Metal-doped titanate nanotubes (TNTs) were synthesized using a simple ion-exchange method. Cations with different valencies (Mg2+, Ca2+, Zn2+, K+, Cr3+, Ce3+, Ce4+, Mo5+, and La3+) were used to assess their effects on the adsorption performance and optical properties of the prepared nanotubes. All samples were characterized by X-ray powder diffraction (XRD), field-emission scanning electron microscopy (FESEM), energy-dispersive X-ray spectroscopy (EDXS), and elemental mapping, and the optical properties were analyzed using photoluminescence (PL) spectroscopy.

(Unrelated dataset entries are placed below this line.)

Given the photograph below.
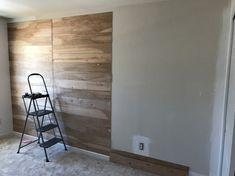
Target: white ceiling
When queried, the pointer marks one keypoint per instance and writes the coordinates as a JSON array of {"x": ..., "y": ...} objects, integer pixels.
[{"x": 55, "y": 8}]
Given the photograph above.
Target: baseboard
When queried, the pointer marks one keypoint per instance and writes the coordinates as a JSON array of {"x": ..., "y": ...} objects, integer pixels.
[
  {"x": 195, "y": 174},
  {"x": 155, "y": 166},
  {"x": 79, "y": 150}
]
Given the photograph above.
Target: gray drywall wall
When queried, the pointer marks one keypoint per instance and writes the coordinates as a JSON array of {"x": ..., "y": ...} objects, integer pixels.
[
  {"x": 165, "y": 59},
  {"x": 229, "y": 142},
  {"x": 5, "y": 98}
]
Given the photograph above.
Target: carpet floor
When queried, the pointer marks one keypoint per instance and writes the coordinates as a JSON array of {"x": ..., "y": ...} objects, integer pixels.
[{"x": 31, "y": 162}]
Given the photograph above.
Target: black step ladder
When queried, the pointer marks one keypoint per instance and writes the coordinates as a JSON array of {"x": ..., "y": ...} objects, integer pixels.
[{"x": 39, "y": 115}]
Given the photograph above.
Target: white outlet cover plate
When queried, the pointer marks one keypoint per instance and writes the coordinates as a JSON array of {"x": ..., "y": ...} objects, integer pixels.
[{"x": 137, "y": 139}]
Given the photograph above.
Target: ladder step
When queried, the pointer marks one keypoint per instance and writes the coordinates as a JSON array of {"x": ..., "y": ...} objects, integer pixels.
[
  {"x": 47, "y": 127},
  {"x": 35, "y": 95},
  {"x": 50, "y": 142},
  {"x": 40, "y": 113}
]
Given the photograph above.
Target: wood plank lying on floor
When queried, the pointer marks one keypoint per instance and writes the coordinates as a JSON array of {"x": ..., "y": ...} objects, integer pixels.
[{"x": 156, "y": 166}]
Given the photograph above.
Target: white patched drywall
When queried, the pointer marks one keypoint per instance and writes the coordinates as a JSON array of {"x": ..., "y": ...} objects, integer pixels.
[
  {"x": 169, "y": 69},
  {"x": 5, "y": 96}
]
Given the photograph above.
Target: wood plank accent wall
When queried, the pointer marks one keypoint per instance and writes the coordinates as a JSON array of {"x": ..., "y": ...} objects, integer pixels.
[
  {"x": 82, "y": 57},
  {"x": 30, "y": 50},
  {"x": 75, "y": 55}
]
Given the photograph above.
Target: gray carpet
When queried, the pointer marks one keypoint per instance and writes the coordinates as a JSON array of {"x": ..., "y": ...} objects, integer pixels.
[{"x": 31, "y": 162}]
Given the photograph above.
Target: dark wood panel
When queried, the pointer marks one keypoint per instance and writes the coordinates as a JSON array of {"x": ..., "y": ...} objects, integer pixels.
[{"x": 155, "y": 166}]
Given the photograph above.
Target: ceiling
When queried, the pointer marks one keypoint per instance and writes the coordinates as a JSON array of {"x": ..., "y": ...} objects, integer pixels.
[{"x": 54, "y": 8}]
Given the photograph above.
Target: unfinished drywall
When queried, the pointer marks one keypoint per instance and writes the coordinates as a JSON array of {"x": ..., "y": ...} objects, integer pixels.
[
  {"x": 5, "y": 98},
  {"x": 228, "y": 162},
  {"x": 164, "y": 67}
]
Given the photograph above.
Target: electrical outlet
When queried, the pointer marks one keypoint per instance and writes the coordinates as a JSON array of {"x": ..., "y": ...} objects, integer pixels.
[{"x": 141, "y": 146}]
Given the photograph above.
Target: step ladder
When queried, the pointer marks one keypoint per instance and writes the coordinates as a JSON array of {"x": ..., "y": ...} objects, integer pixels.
[{"x": 39, "y": 113}]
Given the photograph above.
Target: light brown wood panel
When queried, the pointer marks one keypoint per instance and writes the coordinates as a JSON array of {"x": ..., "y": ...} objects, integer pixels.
[
  {"x": 30, "y": 50},
  {"x": 82, "y": 57},
  {"x": 75, "y": 56},
  {"x": 159, "y": 167}
]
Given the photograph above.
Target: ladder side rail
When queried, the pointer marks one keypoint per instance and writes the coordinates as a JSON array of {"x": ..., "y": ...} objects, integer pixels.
[
  {"x": 41, "y": 135},
  {"x": 62, "y": 138},
  {"x": 22, "y": 135}
]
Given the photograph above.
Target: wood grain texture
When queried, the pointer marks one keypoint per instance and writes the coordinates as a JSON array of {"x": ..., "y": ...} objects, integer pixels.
[
  {"x": 155, "y": 166},
  {"x": 75, "y": 56},
  {"x": 30, "y": 50},
  {"x": 82, "y": 57}
]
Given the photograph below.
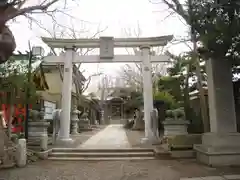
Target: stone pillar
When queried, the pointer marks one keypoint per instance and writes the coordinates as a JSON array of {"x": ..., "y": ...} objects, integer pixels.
[
  {"x": 65, "y": 121},
  {"x": 221, "y": 146},
  {"x": 74, "y": 121},
  {"x": 147, "y": 91},
  {"x": 21, "y": 153}
]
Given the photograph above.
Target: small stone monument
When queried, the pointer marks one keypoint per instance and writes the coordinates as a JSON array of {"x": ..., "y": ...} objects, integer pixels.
[
  {"x": 175, "y": 123},
  {"x": 139, "y": 122},
  {"x": 74, "y": 121},
  {"x": 84, "y": 123},
  {"x": 38, "y": 134}
]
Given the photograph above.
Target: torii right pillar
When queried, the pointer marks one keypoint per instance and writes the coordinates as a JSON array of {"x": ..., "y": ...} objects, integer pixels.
[{"x": 220, "y": 146}]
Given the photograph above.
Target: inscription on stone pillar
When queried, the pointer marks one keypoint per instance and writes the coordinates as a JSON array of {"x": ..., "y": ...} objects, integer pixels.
[
  {"x": 66, "y": 69},
  {"x": 106, "y": 48}
]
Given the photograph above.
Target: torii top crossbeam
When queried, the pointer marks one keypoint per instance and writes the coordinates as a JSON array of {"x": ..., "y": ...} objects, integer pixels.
[{"x": 118, "y": 42}]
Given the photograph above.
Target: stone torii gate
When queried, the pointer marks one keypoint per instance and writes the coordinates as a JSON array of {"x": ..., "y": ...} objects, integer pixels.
[{"x": 106, "y": 45}]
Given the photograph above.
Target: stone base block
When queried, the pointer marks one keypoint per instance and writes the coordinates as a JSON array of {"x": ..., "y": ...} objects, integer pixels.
[
  {"x": 64, "y": 142},
  {"x": 219, "y": 149},
  {"x": 183, "y": 154},
  {"x": 150, "y": 141}
]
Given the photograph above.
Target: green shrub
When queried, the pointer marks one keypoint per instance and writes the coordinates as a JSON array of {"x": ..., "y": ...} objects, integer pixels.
[{"x": 166, "y": 98}]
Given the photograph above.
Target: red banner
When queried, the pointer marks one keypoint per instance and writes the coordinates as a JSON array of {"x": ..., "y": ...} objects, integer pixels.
[{"x": 19, "y": 115}]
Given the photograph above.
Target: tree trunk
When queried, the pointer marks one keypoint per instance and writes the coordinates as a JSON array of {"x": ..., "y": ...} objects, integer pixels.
[{"x": 202, "y": 99}]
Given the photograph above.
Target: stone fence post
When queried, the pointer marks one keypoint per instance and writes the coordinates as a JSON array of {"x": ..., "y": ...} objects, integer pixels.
[{"x": 21, "y": 154}]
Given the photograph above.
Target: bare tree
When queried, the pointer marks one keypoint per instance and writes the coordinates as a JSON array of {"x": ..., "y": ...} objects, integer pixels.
[
  {"x": 9, "y": 10},
  {"x": 79, "y": 80},
  {"x": 132, "y": 74},
  {"x": 179, "y": 7}
]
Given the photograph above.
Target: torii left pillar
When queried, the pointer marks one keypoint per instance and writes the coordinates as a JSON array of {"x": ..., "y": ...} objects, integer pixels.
[{"x": 65, "y": 119}]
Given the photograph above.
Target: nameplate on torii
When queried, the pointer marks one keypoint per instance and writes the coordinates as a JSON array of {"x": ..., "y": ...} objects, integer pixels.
[{"x": 97, "y": 59}]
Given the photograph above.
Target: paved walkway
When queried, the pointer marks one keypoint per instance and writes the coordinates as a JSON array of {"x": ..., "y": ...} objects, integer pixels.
[{"x": 112, "y": 137}]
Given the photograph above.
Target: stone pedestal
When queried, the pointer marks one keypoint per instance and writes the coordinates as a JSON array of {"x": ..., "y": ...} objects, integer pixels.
[
  {"x": 84, "y": 122},
  {"x": 175, "y": 127},
  {"x": 38, "y": 134},
  {"x": 138, "y": 124},
  {"x": 220, "y": 147}
]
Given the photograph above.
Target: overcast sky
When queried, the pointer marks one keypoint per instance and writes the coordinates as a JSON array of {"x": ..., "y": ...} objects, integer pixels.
[{"x": 115, "y": 16}]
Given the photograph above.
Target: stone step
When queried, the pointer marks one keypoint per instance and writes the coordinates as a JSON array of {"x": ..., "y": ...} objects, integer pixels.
[
  {"x": 102, "y": 154},
  {"x": 102, "y": 150},
  {"x": 100, "y": 158}
]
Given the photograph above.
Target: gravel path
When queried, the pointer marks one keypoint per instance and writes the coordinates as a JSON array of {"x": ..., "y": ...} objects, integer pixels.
[{"x": 113, "y": 170}]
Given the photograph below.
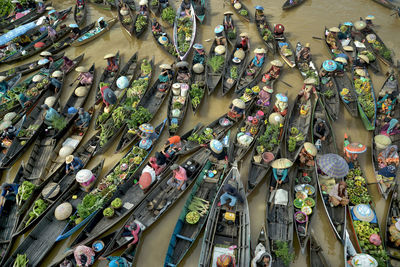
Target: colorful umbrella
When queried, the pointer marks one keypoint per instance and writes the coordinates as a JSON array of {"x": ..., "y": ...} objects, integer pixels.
[
  {"x": 355, "y": 148},
  {"x": 146, "y": 128},
  {"x": 333, "y": 165}
]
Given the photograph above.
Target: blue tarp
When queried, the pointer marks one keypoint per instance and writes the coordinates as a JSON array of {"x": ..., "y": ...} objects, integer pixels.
[{"x": 5, "y": 38}]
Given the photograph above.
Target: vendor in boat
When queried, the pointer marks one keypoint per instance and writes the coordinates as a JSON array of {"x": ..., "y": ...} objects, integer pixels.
[
  {"x": 199, "y": 54},
  {"x": 228, "y": 22},
  {"x": 259, "y": 57},
  {"x": 307, "y": 155},
  {"x": 280, "y": 170},
  {"x": 84, "y": 256},
  {"x": 147, "y": 178},
  {"x": 73, "y": 164},
  {"x": 338, "y": 195},
  {"x": 179, "y": 177},
  {"x": 281, "y": 104},
  {"x": 237, "y": 109},
  {"x": 244, "y": 42},
  {"x": 279, "y": 30},
  {"x": 331, "y": 38},
  {"x": 83, "y": 120},
  {"x": 183, "y": 71},
  {"x": 108, "y": 95},
  {"x": 304, "y": 55},
  {"x": 165, "y": 76},
  {"x": 273, "y": 73},
  {"x": 308, "y": 89},
  {"x": 219, "y": 35}
]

The adsorption performance of the prepared doped titanate nanotubes was tested against methylene blue (MB) as a model cation dye. The results revealed that all samples except Ce(IV)-TNT showed high removal efficiencies but at different equilibrium times. Mg-TNT, Zn-TNT, and K-TNT showed higher MB removal percentages (97%) after 45 min, while Ca-TNT, Cr-TNT, Ce(III)-TNT, Mo-TNT, La-TNT, and Na-TNT showed removal efficiencies of 95, 84, 95, 96, 94, and 96% after 65, 1200, 120, 300, 180, and 105 min, respectively. The titanate nanotubes were recycled by photocatalytic degradation of the adsorbed dye molecules. The band gaps, valence band, and conduction band were calculated and compared for the potential photocatalytic water splitting application.